I've also tried a GPO with a scheduled task (with different triggers), but they didn't work too:
"At startup" trigger fails same as the startup script.
"At Task creation" fails, I guess because it's not created the usual way.
"At schedule" is irrelevant, because I need it to run right after joining (and setting a date that had already passed didn't work).
Couldn't find any relevant registry keys, but I assume they would have the same problem as the GPO startup script.
The only idea that might do what I need is attaching a task to the relevant event on the DCs, and run the script remotely.
Any better suggestions?
--Edit--
By the answers (which are great, but doesn't quite cut it), I have a few points to add:
1. The question applies to both servers (2008r2\2012\2012r2), though I've tested only on 2012r2.
2. I'm looking for a more runonce-like solution, meaning I don't want it to run endlessly until some condition is fulfilled.
3. We use images to deploy servers and workstations, but I can't use a solution that involves editing them because a) That would require me to update them each time I need to change something in my script b) BYODs.
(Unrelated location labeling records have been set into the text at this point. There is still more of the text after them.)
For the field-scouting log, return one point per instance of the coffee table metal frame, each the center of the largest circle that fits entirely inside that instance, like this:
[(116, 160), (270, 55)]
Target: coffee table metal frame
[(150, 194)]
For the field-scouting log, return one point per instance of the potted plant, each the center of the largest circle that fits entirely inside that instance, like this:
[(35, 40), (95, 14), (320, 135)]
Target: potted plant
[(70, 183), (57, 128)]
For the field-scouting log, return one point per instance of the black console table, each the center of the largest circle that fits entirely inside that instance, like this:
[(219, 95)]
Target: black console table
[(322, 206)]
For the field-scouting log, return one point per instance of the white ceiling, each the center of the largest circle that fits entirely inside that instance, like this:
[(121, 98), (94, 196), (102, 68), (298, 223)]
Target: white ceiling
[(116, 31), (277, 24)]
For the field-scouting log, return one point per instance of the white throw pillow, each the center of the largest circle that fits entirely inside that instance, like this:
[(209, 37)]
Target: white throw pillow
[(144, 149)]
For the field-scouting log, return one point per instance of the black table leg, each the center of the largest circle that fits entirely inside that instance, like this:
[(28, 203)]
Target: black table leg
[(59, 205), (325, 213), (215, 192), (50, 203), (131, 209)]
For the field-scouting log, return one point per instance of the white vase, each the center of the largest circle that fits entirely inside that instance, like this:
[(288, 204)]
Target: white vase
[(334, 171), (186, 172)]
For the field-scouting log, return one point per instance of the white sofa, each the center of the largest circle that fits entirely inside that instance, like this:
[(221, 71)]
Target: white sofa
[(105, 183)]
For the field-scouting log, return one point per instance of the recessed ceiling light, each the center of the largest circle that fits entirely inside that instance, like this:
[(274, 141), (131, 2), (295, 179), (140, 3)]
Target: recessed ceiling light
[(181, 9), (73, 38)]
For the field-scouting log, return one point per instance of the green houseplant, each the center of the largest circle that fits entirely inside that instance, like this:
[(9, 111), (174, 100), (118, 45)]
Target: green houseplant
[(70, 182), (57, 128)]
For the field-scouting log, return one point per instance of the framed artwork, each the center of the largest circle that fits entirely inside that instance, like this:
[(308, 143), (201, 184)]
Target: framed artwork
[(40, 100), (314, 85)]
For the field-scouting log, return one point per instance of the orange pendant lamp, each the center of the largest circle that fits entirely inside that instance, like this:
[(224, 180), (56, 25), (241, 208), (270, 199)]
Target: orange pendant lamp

4. We don't use a joining script (we simply don't need one...), so starting to use one seem to me a waste. Also, there are a few problem with it (e.g. where should I put it? in the image? in a shared location? what with BYODs? that would defeat point 3).
Thanks.
Solution 1:
Add a custom registry key to your build image, just a simple '1' value somewhere.
Add a scheduled task that checks for the registry key value to the build image, add checks for your domain name in this registry key
HKLM\System\CurrentControlSet\Services\Tcpip\Parameters
If it finds both run your script, then change the custom registry key to 0 on complete. Have this task run at startup.
You can either then leave this task in place as is, or have a gpo that deletes the scheduled task. However if you leave it in place and you ever need to rerun the script you can just change the registry key back to 1 and reboot.
Slight security concern is the scheduled task will need to run as a local administrator account.